Docker pain

Ok, so you want to run some nice docker containers. After some success you realise your little application has a several hundred MB sized container! After a bit of digging you realise your container is based at some point on a full Linux distro. Turns out this is pretty common.

So after some more reading you find that you have a few options:

  • Base your image off something like "busybox" which will give you a pretty nice and small base.
  • Base your image off "scratch" which is a reserved container name that is completely empty.
  • Build your binary in a full OS image and chain the scratch image, copying just the things you need into scratch.

Wait, what?

The busybox image is nice, but it contains a bunch of things your probably never going to use. If your obsessed with minimalism it's going to annoy you looking inside that container.

You can try to run regular compiled programs, but you have to use ldd $(which program) to figure out all the shared libraries and copy them into your container - fragile!! It's fragile because the environment you build from is probably different than the busybox environment (eg: different libc).

It turns out the closest you will get to success is to write your thing in golang. Why? Because golang gives you the option of compiling statically. Yay! And it mostly works. It works until you use some golang library that depends on a shared object. Dammit, back to copying shared object files inside the container again :-/

The other road is to use a full OS image to build all your things, then make an inventory of all the required things and copy them from the build image into a scratch image. Ugh.

C rules again

So the "easiest" thing is to write your program in C and link as much as you can statically. For libs that don't provide a static option copy the shared objects into the container for runtime linking.

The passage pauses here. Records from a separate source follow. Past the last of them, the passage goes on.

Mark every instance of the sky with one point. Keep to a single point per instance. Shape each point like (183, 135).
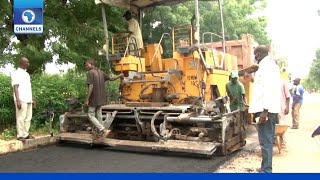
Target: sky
(294, 27)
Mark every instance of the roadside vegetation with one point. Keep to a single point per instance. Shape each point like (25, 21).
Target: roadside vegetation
(49, 91)
(74, 32)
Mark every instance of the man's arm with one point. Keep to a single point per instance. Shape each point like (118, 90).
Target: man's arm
(90, 89)
(298, 96)
(287, 95)
(90, 80)
(116, 77)
(16, 93)
(243, 93)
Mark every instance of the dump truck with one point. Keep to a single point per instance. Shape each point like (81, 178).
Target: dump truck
(175, 104)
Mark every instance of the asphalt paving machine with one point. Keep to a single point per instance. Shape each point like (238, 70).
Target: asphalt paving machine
(176, 104)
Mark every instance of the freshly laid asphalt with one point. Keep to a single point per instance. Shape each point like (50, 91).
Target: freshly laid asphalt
(82, 158)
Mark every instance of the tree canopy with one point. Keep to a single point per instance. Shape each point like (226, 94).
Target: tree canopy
(73, 30)
(313, 82)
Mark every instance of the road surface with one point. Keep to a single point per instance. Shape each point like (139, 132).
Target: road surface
(69, 158)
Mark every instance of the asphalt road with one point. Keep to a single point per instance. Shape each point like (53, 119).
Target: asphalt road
(84, 159)
(76, 158)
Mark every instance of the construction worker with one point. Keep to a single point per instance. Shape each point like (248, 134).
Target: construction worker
(236, 93)
(134, 33)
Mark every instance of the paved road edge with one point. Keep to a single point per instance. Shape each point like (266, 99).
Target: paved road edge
(16, 145)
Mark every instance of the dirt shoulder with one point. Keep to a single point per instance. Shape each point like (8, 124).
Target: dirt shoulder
(302, 153)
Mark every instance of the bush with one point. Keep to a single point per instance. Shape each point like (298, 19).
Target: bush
(7, 109)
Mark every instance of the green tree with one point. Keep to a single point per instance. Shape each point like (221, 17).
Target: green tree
(73, 30)
(313, 82)
(282, 62)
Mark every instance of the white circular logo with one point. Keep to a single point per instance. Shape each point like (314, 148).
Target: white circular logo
(28, 16)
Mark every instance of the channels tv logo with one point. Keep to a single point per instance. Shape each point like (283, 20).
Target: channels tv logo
(28, 16)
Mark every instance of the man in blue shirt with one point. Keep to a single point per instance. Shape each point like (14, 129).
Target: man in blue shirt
(297, 96)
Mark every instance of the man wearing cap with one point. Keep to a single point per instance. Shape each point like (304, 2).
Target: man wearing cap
(266, 103)
(236, 93)
(134, 31)
(297, 96)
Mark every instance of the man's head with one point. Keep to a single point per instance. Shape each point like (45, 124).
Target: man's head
(90, 64)
(261, 52)
(296, 81)
(234, 77)
(24, 63)
(127, 15)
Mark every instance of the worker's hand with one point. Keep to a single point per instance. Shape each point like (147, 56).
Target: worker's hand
(19, 104)
(263, 117)
(121, 76)
(286, 111)
(248, 76)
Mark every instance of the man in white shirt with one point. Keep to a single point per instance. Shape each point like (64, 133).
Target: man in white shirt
(265, 103)
(22, 94)
(135, 33)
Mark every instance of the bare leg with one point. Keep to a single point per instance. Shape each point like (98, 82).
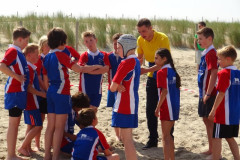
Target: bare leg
(49, 135)
(167, 140)
(58, 134)
(234, 148)
(216, 148)
(209, 129)
(37, 138)
(12, 137)
(130, 151)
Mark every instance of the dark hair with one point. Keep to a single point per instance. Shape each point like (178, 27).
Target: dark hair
(206, 32)
(86, 117)
(21, 32)
(116, 36)
(56, 37)
(144, 22)
(163, 52)
(202, 23)
(80, 100)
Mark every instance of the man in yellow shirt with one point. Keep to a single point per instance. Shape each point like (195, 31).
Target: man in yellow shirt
(148, 43)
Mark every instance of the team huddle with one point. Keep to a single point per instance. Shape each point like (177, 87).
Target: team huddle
(39, 85)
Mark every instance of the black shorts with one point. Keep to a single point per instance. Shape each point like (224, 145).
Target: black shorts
(205, 109)
(225, 131)
(43, 106)
(15, 112)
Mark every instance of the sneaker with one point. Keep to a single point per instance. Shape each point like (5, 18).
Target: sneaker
(150, 144)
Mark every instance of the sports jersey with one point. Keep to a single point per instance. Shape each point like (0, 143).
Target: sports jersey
(85, 146)
(125, 111)
(229, 109)
(114, 61)
(208, 62)
(56, 65)
(39, 65)
(160, 40)
(89, 83)
(17, 63)
(71, 52)
(166, 78)
(33, 99)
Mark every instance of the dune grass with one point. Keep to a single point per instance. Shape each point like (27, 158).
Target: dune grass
(180, 32)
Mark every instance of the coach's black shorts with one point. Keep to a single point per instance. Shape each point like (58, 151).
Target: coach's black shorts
(225, 131)
(205, 109)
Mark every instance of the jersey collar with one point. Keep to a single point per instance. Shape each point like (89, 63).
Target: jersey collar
(16, 47)
(32, 65)
(166, 66)
(205, 51)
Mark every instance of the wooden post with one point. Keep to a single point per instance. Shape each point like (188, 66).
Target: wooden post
(77, 26)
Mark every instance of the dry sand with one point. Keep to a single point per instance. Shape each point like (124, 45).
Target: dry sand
(190, 134)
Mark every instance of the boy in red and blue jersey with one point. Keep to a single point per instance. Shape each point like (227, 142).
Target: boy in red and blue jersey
(91, 82)
(207, 76)
(55, 71)
(114, 61)
(90, 139)
(15, 66)
(32, 115)
(79, 101)
(226, 109)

Writing webapps in C... Um.

Where too?

I don't know but I feel there are a few issues:

  • High level languages relying on being in an OS environment (I'm looking at you Perl - requiring a C complier for all that XS)
  • It's really hard to make a stand-alone executable that has zero dependencies (and does something useful).
  • People are lazy and just base their container images off debian or ubuntu because they can't be bothered figuring all this out.
  • There is a tendency for higher level languages to call into "C" shared objects (I know shared objects are not "C", but they are probably compiled from C so..). It's probably better than rewriting all that code hundreds of times but it does mean your fancy language inherits all that baggage from the old world.

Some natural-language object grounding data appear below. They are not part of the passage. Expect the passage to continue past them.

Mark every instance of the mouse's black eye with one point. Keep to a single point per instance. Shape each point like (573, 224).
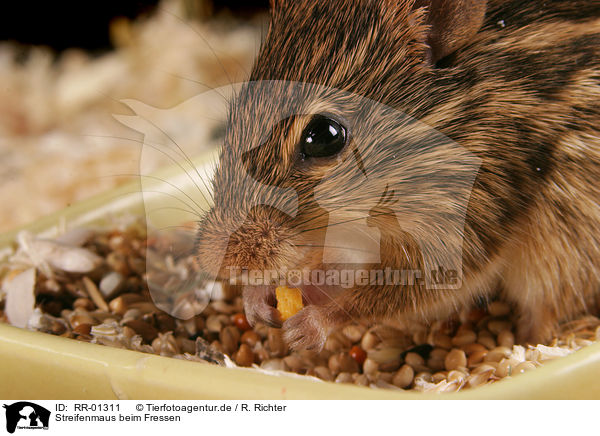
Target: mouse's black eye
(322, 137)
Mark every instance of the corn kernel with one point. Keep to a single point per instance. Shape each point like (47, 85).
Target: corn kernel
(289, 301)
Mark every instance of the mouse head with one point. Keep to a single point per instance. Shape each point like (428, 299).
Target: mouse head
(327, 126)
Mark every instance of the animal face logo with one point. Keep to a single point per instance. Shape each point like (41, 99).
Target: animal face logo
(395, 182)
(26, 415)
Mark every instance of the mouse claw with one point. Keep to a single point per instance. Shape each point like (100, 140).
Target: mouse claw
(306, 330)
(258, 307)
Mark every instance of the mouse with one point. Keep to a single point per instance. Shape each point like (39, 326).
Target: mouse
(334, 126)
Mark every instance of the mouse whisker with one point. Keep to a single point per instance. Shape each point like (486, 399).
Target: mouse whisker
(158, 148)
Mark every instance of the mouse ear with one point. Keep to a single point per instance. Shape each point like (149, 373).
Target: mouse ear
(452, 24)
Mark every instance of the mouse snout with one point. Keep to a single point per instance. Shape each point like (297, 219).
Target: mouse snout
(257, 242)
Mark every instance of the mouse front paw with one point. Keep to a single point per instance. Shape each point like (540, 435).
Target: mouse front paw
(308, 329)
(259, 306)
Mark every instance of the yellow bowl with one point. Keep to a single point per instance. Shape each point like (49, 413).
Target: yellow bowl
(41, 366)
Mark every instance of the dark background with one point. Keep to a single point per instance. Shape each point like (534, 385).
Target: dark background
(85, 23)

There is no technical reason why we can't have tiny efficient Docker containers. A simple statically compiled golang program is still almost 10MB in size, and while it's a shit ton of machine code it's still small compared to containers based off a full debian distro for no good reason.

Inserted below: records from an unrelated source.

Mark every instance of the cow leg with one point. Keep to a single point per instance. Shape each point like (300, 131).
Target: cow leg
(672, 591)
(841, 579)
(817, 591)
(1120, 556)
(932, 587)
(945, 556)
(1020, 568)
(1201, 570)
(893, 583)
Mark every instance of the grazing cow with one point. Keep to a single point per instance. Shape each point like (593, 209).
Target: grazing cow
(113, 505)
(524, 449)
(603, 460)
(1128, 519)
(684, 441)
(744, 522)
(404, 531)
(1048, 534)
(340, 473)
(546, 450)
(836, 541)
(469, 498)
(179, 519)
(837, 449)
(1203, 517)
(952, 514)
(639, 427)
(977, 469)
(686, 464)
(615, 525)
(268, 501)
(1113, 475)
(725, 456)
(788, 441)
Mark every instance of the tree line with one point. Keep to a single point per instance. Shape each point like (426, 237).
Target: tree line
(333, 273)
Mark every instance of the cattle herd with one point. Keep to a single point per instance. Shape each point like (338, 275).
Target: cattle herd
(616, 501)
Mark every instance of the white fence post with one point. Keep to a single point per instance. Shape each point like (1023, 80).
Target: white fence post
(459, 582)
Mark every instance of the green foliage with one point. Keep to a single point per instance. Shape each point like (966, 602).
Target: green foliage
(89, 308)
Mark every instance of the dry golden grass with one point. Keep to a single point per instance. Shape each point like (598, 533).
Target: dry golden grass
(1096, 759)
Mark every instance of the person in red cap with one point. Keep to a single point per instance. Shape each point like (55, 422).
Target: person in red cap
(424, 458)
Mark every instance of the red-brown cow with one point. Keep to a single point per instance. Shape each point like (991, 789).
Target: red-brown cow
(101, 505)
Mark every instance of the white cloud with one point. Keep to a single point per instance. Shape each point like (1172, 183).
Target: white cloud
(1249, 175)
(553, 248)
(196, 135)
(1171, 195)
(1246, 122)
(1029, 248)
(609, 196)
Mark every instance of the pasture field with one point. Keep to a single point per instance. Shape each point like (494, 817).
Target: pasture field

At the end of the day it would be nice to somehow revisit all this stuff now we are in the 21st century and try to throw off some of the baggage that we have. Debian actively discourages library packages from distributing static archives (for good reason), which makes liking libraries statically more difficult. So I guess what we need is a way to bundle up an application with it's shared libraries into a container-friendly thing. But then all the higher level things have to be taught how to play nicely with that, and that's unlikely.